PVC shops all over the world face growing pressure for cleaner additives. The messages we get from European and North American clients focus on VOCs, SVHCs, and ever-tightening RoHS and REACH demands. Southeast Asian partners highlight the need for dust-free lines to hit expanding workplace safety codes. Liquid barium zinc stabilizers roll out as a real solution—not a marketing slogan, but a product born out of actual production demands.
We keep in close tune with field users, sending technical support teams to watch day-to-day operations. Many clients worry about the transition from legacy powders to liquids. So, in each collaboration, we set up dosing trial runs, swap feedback post-run, and gather real-world performance data. Once we see the dust, odor, and fume loads fall, those on the ground recognize not just the environmental improvements, but improvements to their own routine. The fact that our stabilizers help lower insurance risks for the shop doesn’t hurt either.
With each batch, we gather new insight. Some teams need faster fusion at lower temperatures—important for soft PVC toys and food contact films. Other groups in harsh climates demand longer UV protection. We keep detailed internal records from pilot runs, factory audits, and post-sales feedback. This loop drives every modification to our product line. The future isn’t about a fixed stabilizer recipe, but a system that learns from those using it day in and day out.

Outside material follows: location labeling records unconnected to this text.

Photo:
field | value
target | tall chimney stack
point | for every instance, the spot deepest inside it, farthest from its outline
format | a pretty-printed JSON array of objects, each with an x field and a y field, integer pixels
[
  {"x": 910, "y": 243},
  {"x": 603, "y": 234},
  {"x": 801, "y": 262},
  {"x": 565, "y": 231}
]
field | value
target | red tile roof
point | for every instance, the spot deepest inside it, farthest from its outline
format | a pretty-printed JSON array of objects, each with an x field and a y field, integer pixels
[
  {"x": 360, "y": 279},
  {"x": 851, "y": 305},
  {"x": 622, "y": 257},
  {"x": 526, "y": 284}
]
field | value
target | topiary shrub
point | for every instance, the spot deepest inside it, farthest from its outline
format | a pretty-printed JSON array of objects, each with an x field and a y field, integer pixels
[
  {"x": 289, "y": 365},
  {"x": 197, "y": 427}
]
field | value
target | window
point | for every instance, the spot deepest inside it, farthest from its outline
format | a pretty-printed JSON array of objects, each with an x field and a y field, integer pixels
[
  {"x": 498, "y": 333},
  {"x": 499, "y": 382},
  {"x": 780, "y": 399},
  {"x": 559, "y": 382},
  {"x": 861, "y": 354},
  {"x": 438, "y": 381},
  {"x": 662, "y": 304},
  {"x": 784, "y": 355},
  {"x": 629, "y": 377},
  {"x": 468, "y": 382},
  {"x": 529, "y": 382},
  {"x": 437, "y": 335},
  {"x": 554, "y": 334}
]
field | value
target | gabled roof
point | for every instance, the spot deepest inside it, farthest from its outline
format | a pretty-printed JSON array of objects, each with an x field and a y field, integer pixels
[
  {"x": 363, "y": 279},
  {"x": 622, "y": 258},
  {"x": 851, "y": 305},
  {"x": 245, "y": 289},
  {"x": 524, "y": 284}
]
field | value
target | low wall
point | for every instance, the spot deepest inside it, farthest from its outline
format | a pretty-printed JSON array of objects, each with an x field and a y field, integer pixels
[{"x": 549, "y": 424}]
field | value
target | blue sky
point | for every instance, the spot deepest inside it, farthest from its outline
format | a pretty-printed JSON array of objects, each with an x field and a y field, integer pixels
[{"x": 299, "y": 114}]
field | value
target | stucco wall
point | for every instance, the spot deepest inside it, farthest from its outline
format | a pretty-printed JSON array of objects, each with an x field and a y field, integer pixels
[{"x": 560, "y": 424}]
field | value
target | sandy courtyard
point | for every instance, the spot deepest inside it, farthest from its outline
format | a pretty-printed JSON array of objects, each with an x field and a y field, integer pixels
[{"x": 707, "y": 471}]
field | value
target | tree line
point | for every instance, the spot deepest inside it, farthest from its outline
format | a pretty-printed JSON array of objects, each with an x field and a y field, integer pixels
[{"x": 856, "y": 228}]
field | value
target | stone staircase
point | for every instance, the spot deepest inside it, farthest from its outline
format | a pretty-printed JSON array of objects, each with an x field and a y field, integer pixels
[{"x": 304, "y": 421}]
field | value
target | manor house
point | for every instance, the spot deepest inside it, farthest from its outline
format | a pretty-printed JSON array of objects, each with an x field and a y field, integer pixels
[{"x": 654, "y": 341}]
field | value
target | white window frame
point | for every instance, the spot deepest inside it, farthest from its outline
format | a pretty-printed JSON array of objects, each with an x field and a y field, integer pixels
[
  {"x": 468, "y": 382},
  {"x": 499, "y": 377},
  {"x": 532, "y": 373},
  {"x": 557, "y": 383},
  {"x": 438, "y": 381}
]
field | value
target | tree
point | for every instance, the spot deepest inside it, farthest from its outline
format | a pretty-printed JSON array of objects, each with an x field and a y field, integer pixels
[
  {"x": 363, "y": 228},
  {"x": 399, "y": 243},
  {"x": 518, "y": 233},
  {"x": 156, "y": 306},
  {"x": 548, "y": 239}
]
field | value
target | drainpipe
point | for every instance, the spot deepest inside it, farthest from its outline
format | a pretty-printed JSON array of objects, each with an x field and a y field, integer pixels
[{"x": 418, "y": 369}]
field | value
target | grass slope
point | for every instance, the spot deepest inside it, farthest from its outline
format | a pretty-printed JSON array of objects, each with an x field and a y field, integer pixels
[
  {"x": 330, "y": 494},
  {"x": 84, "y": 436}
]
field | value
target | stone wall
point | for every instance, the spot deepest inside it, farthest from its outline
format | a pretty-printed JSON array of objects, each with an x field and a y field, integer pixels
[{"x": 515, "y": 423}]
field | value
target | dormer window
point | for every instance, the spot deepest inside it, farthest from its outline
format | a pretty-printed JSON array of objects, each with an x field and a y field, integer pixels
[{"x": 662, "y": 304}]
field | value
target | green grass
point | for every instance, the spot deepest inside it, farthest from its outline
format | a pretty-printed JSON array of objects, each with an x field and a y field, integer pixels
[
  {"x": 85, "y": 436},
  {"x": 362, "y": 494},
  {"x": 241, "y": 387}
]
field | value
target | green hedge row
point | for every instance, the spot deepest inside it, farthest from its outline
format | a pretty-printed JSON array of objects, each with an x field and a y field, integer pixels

As composite materials evolve and clients introduce tougher recycled-content targets, our formulations keep pace—balancing cost, performance, and regulatory compliance. We work closely with upstream chemists and downstream processors in adjusting specs in real time. Sometimes, a minor tweak on barium content or switching an auxiliary antioxidant saves on downtime or waste, or turns out fresher, brighter film from the same old mixer.
Every improvement is tested on our own production lines first. Only after machines run clean and shop staff give the green light do we roll those upgrades out to the wider market. Our commitment remains grounded in the everyday running of modern PVC plants: improving safety, performance, and cost control, backed by more than just specifications, but by years of sweat and experience at every step from raw mat to finished article.
We don’t claim liquid barium zinc stabilizers fix every line fault in one go. Instead, each upgrade aims at the headaches we’ve had to solve ourselves: dust control, fast dosing, batch reliability, safer shop air, and compliance with an ever-changing chemical rulebook. Our best innovations have always come from hands-on work, side-by-side with operators and process engineers. What sets our stabilizers apart is not just their formula—but the years of real production challenges that shaped every drop.
For operations looking to step up quality, cut downtime, and hit high safety and environmental marks, our liquid Ba-Zn lines offer a proven solution grounded in the shared experience of chemists, production crews, and technical teams. Together, we keep building plastics that last longer, waste less, and keep factories running safer and better. Every drum we ship carries the certainty that it’s been built for the real world, by those who use it every day.